A MÁSCARA DA BANALIDADE: ENSAIO SOBRE O BEM E O MAL BANAIS¹

A história se repete, a primeira vez como tragédia e a segunda como farsa (Karl Marx).

Podemos pensar no bem e no mal como os dois polos principais da manifestação da nossa condição humana. Somos capazes de semear o amor ou o ódio, a guerra ou a paz. Entretanto, há algo mais potente que essas potências: a máscara da banalidade.

O bem e o mal, em si, não são banais. São éticos em suas essências. Há uma infinidade de razões para que o mal e o bem sejam como são.

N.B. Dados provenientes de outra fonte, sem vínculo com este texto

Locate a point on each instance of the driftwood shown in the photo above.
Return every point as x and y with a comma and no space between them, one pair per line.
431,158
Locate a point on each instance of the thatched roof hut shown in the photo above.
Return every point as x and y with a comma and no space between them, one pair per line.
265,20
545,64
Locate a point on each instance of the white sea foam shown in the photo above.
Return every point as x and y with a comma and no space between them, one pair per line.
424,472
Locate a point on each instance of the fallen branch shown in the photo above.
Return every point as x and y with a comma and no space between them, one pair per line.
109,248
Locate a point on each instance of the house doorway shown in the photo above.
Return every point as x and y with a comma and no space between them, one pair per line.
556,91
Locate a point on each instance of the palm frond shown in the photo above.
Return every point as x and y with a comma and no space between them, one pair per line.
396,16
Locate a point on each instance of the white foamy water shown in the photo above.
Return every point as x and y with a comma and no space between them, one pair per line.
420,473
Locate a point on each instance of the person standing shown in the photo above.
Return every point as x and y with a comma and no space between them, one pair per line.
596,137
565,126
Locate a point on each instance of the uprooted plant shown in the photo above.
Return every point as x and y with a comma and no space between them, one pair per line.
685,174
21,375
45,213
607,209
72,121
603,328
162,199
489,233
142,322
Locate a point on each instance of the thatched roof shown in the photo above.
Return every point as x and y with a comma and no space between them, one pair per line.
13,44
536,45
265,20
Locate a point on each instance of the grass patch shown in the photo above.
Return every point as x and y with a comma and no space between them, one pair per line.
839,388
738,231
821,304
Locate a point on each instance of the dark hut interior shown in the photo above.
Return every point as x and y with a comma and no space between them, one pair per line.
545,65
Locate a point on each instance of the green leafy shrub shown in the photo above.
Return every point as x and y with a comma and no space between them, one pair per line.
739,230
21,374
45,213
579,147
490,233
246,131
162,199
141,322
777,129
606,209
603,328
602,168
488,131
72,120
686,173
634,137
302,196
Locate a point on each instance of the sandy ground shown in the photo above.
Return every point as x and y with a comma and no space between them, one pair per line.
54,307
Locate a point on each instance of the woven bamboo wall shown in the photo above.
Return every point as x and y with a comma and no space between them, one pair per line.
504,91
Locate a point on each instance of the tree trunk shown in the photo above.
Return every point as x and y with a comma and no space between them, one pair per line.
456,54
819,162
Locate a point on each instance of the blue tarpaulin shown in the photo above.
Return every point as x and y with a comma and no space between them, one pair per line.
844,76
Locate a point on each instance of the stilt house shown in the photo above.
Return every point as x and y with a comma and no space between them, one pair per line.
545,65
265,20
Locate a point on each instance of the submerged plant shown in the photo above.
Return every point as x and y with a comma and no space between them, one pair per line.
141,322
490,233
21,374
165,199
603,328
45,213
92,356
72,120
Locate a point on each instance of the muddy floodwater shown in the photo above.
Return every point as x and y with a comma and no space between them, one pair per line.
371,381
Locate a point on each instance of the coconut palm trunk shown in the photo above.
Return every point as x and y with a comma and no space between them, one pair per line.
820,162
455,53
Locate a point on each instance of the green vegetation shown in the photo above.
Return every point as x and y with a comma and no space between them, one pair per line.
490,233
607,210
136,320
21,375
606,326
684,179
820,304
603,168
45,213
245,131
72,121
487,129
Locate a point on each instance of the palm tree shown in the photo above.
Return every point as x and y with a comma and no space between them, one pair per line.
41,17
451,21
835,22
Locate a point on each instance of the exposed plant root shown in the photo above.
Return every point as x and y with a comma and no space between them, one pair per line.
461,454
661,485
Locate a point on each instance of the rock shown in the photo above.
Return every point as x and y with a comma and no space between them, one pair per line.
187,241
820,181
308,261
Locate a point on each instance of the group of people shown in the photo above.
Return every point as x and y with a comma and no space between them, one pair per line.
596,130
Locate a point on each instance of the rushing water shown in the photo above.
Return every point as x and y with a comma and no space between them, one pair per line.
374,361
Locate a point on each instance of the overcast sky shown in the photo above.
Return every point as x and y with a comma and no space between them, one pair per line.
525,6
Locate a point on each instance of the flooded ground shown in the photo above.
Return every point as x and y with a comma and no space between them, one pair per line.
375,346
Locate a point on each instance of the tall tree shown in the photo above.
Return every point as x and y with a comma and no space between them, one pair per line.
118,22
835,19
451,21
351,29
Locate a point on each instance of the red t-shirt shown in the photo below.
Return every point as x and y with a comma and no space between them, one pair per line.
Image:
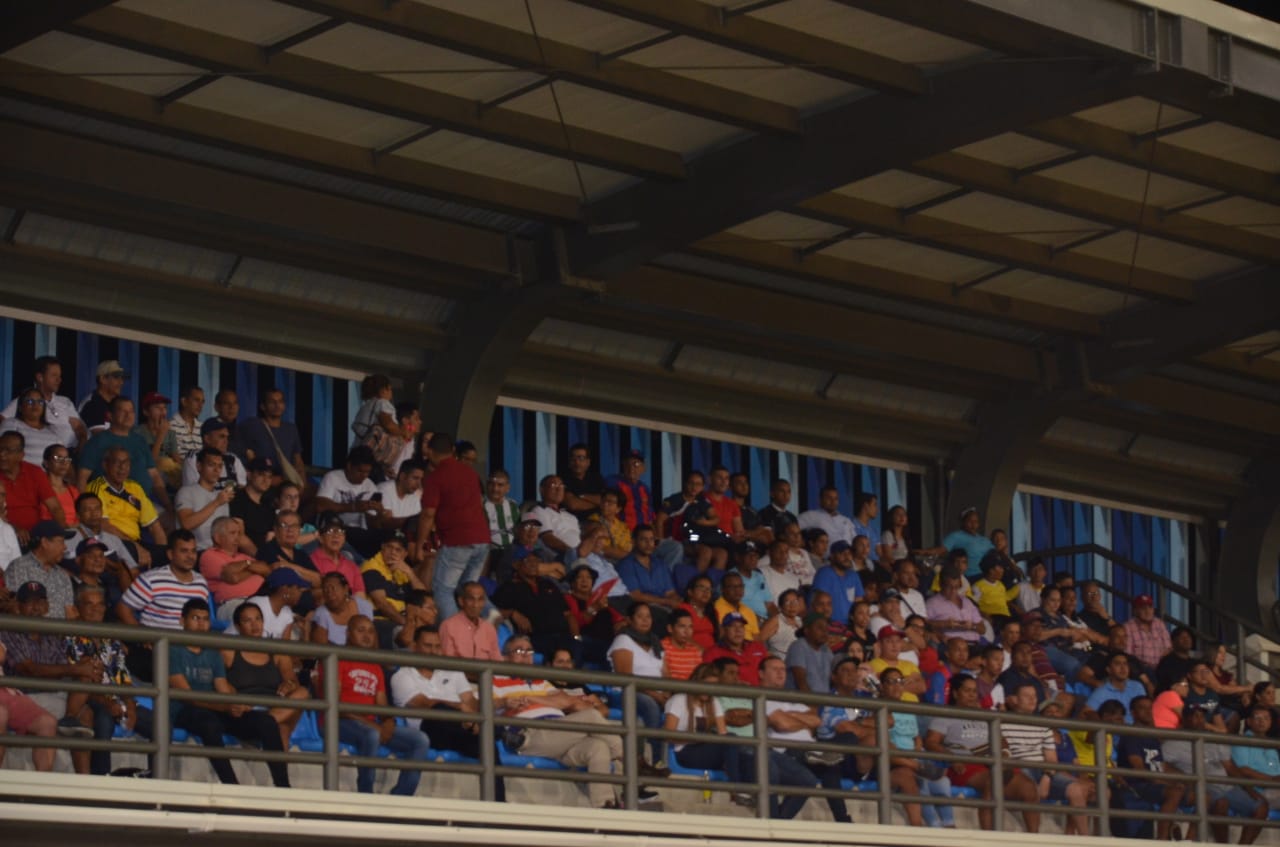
26,495
748,662
453,490
726,509
359,683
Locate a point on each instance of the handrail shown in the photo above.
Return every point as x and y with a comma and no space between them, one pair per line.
489,770
1243,626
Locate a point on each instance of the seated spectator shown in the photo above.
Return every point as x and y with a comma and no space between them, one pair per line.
26,486
44,564
1179,660
787,767
284,589
255,503
704,714
362,685
402,497
968,737
420,610
330,557
593,621
206,499
284,552
560,529
350,495
809,659
126,506
388,580
840,580
636,650
791,613
232,575
1031,746
94,569
158,596
90,525
735,645
1148,636
32,654
466,633
22,715
572,741
584,488
1143,752
698,603
914,775
59,410
773,567
1217,763
502,512
732,590
58,467
264,674
952,614
272,436
119,435
158,434
609,516
645,577
199,669
535,607
337,610
1118,686
681,654
438,691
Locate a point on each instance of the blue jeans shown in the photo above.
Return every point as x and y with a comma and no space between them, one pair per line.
405,742
455,566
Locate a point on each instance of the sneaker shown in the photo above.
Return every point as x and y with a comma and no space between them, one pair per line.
71,728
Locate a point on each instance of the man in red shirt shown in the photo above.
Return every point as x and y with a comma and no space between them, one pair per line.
27,488
452,506
734,645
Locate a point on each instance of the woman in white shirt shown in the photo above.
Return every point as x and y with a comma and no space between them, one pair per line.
636,650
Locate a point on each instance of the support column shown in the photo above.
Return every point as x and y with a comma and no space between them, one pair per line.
1251,548
988,468
464,379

Entretanto, a banalização dessas duas grandes paixões humanas é que tem conduzido a nossa espécie ao caos civilizatório que atravessamos, agenciado pelos mecanismos da pulsão de morte. A repetição do lado sombrio da história não é mais uma tragédia, agora é uma máscara, uma farsa.

O bem banal é sempre mais fraco que o bem como bem, embora mais forte que o mal, ou seja, é uma potência ruim numa extremidade negativa do bem. Sem ser o mal, ele é mais mal que o mal. Seria pensar, como professou tantos pacifistas ao redor do mundo, que o problema não é o mal em si, mas o silêncio dos bons². O bem banal é, assim, o bem silenciado, calado, amedrontado. Indo mais fundo nessa dimensão da banalidade do bem, corroboramos a ideia de que o mal é mais mal quando parece bem. O bem banal é uma das manifestações do mal travestido de bem.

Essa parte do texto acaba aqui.